1. The utility model provides a stack tunnel excavation construction method under shallow buried condition in city which characterized in that, stack tunnel includes upper main tunnel and lower floor's tunnel, and lower floor's tunnel is located the upper main tunnel under, and the construction section of lower floor's tunnel is less than the construction section of upper main tunnel, and the construction is carried out according to following step:

the method comprises the following steps that firstly, an upper-layer main tunnel is excavated by adopting a CRD method, the left side and the right side of the upper-layer main tunnel are sequentially divided into at least two pilot pits from top to bottom, excavation is sequentially carried out on the divided sides from top to bottom, and corresponding primary support and temporary support are carried out;

(1) an upper pilot tunnel of the upper main tunnel is horizontally drilled and cored along an upper pilot tunnel contour line by adopting a drilling machine, and then a breaking hammer is adopted to break rock masses in the upper pilot tunnel, so that an enough blank surface is provided for later static blasting of other pilot tunnel construction;

(2) adopting static blasting excavation for the rest pilot tunnels of the upper main tunnel, using a silent breaking agent to generate expansive force through chemical reaction, breaking the self-stability tensile resistance of the rock body to achieve the rock body breaking effect, and then adopting a breaking hammer to break the rock body in the pilot tunnels;

secondly, excavating the lower layer of tunnel in a mode of expanding an excavation surface layer by layer from top to bottom, wherein except that the cross section of the excavation section of the first layer is rectangular, the cross sections of the excavation sections of other layers are in a concave shape, a rock cutting machine is adopted to cut along the contour line of the excavation layer to form a free surface, and then a breaking hammer is adopted to break rock masses in the excavation layer;

the upper-layer main tunnel is a highway tunnel, the lower-layer tunnel is an electric power tunnel, when an inverted arch is constructed after the highway tunnel is excavated, the part of the middle part of the inverted arch, which is right opposite to the electric power tunnel, is a reserved electric power tunnel part of the upper-layer main tunnel, concrete is not arranged on the reserved electric power tunnel part of the upper-layer main tunnel, but reinforcing steel bar joints of the middle inverted arch are reserved at the left end and the right end, and reinforcing steel bars at the middle part of the inverted arch are mechanically connected through the reserved reinforcing steel bar joints after the lower-layer tunnel is excavated and concrete is constructed;

the left side and the right side of the upper layer main tunnel are sequentially divided into an upper pilot tunnel, a middle pilot tunnel and a lower pilot tunnel from top to bottom, when the static blasting construction of the middle pilot tunnel is carried out, surrounding rocks in the middle of the middle pilot tunnel are subjected to vertical drilling and charging static blasting, surrounding rocks on the left side and the right side of the middle pilot tunnel are subjected to horizontal drilling and charging static blasting along the radial direction of the tunnel, and the middle pilot tunnel is subjected to excavation in a mode of firstly middle and secondly two sides; the static blasting construction of the lower pilot tunnel adopts vertical drilling and charging static blasting, and all the static blasting charges of the pilot tunnel adopt a mode of reversely charging from the blank face.

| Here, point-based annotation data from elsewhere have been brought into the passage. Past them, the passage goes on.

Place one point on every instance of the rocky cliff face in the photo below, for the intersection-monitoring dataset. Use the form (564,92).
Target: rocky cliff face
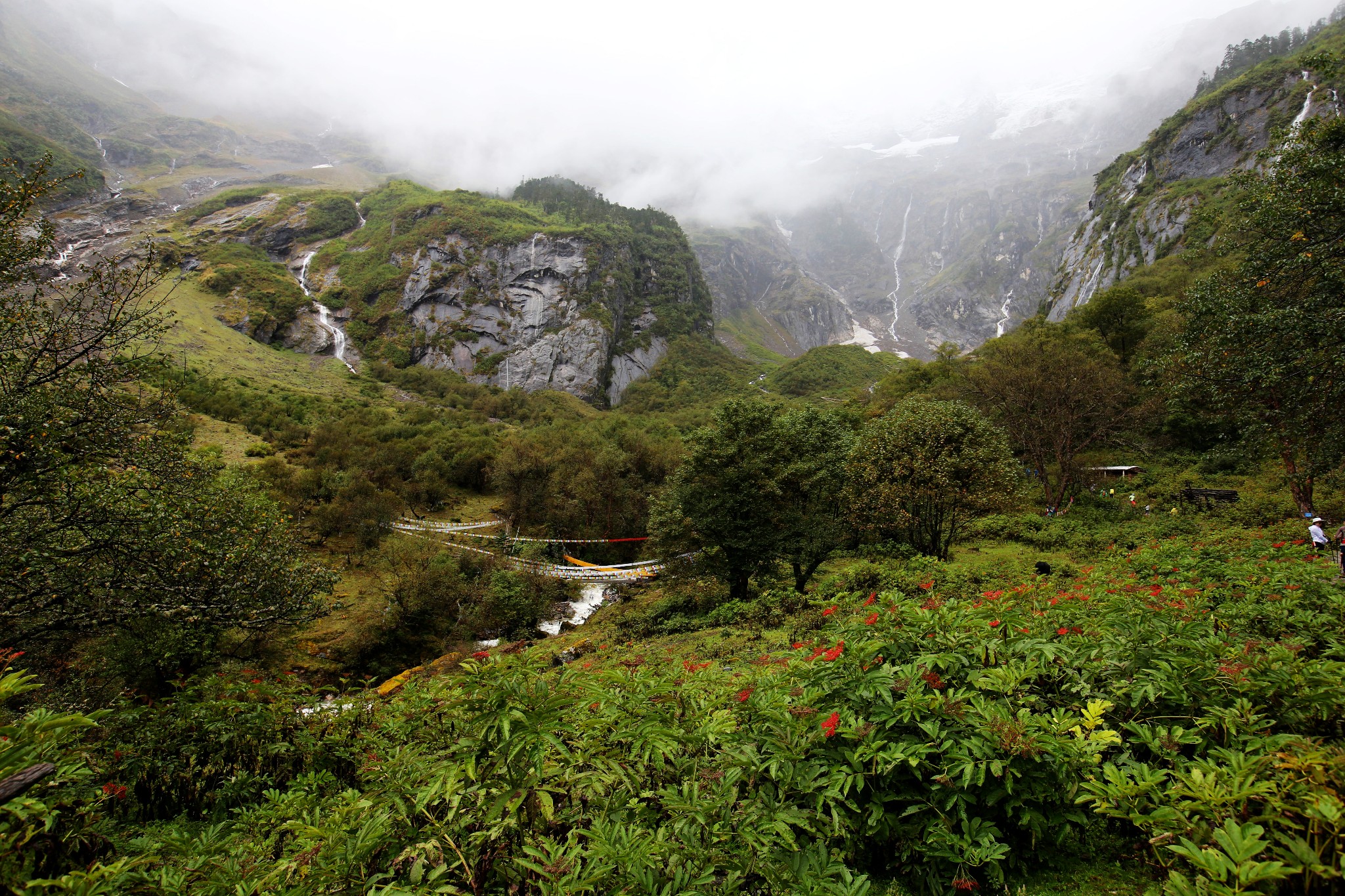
(558,291)
(517,317)
(1158,200)
(939,249)
(763,296)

2. The excavation construction method for the superposed tunnel under the urban shallow-buried condition according to claim 1, characterized by comprising the following steps: and the rock stratum distribution condition is recorded in detail through exposed rock cores excavated in the pilot tunnel on the upper layer of the main tunnel, advanced geological forecast is carried out, and a geological basis is provided for subsequent construction.